“İşte”, hepimizin bildiği sözlük anlamıyla çıkar karşımıza sık sık, bir şeyi gösterirken işte deriz, anlatılan bir şey bitince ya da önemini vurgulamak için işte deriz.
Ama sinsi sinsi bir anlamı da var, sözcüğün sonuna sözü edilen kişiyi, biraz gıcık etmek, biraz da aşağılamak için yerleşiverir.
“çalışıyor işte”
“gidip geliyor işte”
Bazen hayat öylesine kocaman bir “işte” olur ki, yaşarız işte, sanki bir görev gibi, tamamlanması gereken bir iş gibi. İşte hayat dersen, bir kucaklarsın, sanki pencereyi açar mis gibi havayı içine çekersin, belki de en sevdiğin işi yapıyorsun ve belki de sırılsıklam aşıksın, ama, “hayat işte” dersen, çektiğin çile mi, hayatın muziplikleri mi gelir aklına bilinmez. Belki de yıllarca razı olmuşluk adına bir iç geçirme, pencereleri sıkı sıkı kapatmadır, o “işte”.
Birisinden bahsederken de, “çalışıyor işte,” denir, yaptığı iş önemsizleştirerek, oyalanıyor gibi. Belki tutkuyla yaptığı bir işi, annesi ya da babası, “gidip geliyor işte,” diye bir anda önemsizleştirir.

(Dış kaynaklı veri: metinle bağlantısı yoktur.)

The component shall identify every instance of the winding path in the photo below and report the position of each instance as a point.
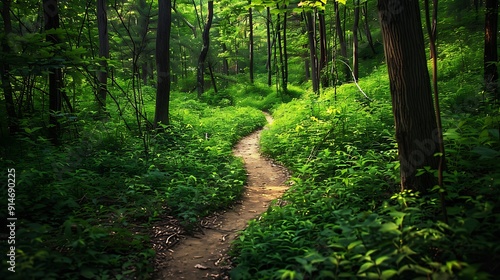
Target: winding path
(204, 256)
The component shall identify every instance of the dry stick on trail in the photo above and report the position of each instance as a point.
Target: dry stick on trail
(205, 256)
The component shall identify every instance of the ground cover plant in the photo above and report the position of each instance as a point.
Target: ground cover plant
(118, 114)
(344, 216)
(97, 197)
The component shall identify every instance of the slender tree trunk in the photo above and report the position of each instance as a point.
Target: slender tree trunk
(250, 23)
(285, 55)
(204, 49)
(102, 73)
(280, 47)
(323, 61)
(225, 63)
(51, 14)
(269, 52)
(163, 62)
(5, 70)
(312, 50)
(355, 27)
(491, 48)
(342, 41)
(368, 33)
(411, 93)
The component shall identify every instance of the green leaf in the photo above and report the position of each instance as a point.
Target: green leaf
(386, 274)
(365, 267)
(390, 227)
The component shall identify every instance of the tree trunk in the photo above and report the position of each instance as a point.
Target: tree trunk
(285, 55)
(5, 70)
(491, 48)
(411, 94)
(355, 62)
(250, 23)
(163, 62)
(342, 41)
(51, 15)
(102, 73)
(312, 51)
(323, 50)
(225, 63)
(269, 52)
(204, 49)
(368, 33)
(280, 46)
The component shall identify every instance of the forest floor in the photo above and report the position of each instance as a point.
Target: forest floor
(204, 255)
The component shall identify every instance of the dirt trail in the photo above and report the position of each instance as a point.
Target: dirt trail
(204, 255)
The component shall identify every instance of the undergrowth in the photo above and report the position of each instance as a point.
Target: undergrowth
(345, 217)
(85, 209)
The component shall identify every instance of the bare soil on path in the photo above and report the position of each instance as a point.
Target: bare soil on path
(204, 256)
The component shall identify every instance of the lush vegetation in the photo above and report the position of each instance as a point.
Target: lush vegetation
(90, 205)
(344, 216)
(85, 206)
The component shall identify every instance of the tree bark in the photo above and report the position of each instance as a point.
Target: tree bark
(323, 49)
(163, 62)
(355, 27)
(51, 15)
(491, 48)
(312, 50)
(411, 93)
(5, 70)
(269, 52)
(204, 49)
(342, 41)
(368, 33)
(102, 73)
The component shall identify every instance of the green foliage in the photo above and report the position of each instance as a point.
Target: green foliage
(84, 208)
(344, 216)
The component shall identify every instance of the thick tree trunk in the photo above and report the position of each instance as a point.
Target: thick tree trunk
(51, 14)
(163, 62)
(102, 74)
(5, 70)
(204, 49)
(491, 48)
(411, 93)
(312, 50)
(250, 23)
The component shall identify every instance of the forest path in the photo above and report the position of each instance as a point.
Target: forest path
(204, 256)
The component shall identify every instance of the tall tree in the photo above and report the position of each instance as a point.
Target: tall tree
(411, 93)
(51, 15)
(250, 43)
(323, 58)
(5, 69)
(102, 73)
(204, 50)
(163, 62)
(269, 46)
(491, 47)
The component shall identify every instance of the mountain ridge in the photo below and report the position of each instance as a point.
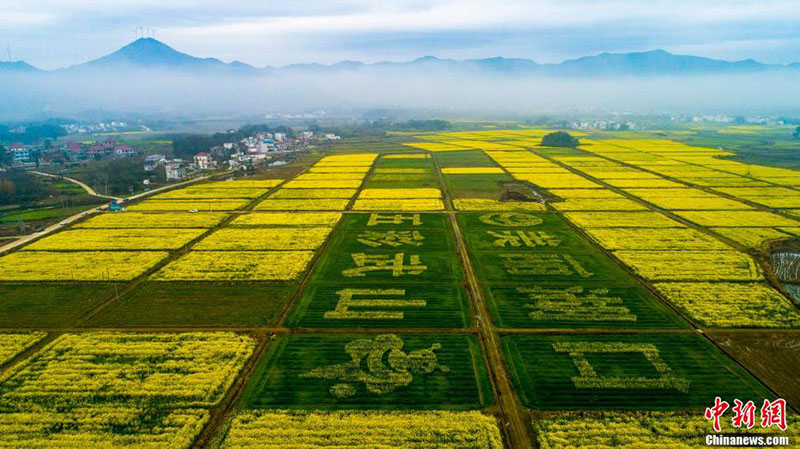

Ama kolay kolay bir Genel Müdür, bir yönetici için, “bir şirkette Genel Müdür işte,” demez kimse.
“okulu bitirir, en azından öğretmenlik yaparsın işte,”
Ne yazık ki, hangi işi yaparsan yap, severek yap gibi bir mantıkla yetiştirilemediğimiz toplumda, öğretmenlik gibi kutsal bir meslek için, – bugün edebiyat ve yabancı dil tutkumu ortaokul öğretmenlerime borçlu olduğumu her zaman söylerim- ne yazık ki, bir kadınsan, “okulu bitirir, en azından öğretmenlik yaparsın işte,” denerek, sondaki işte kullanımıyla eğitime verdiğimiz önem bir kez daha vurgulanıyor.
Gelecek korkusu, kaygısı ve sorumluluklar bizi, hep güvenceli bir hayatın arayışına iterken, “işte” li yaşamlar başlar. Çocuklukta aileyle başlar bu “işte” ler, sınavlarla dolu geçen bir hayatta, tüm sınavları başarıyla versen de, bir bakarsın, senden “çalışıyor işte, gidip geliyor işte,” diye söz edilir ve sonunda da “yaşadı işte,” diye uğurlanırsın.
Türkçemizin bir diğer cümle sonu mucizesi “de, da” dır, o iki harf bir araya alaycı bir gülümseme gibi gelir, harika bir iş yaptığını düşünürsün, sonra birisi çıkar, tamam çok güzel olmuş da, der. Nedendir o da? Düşün dur.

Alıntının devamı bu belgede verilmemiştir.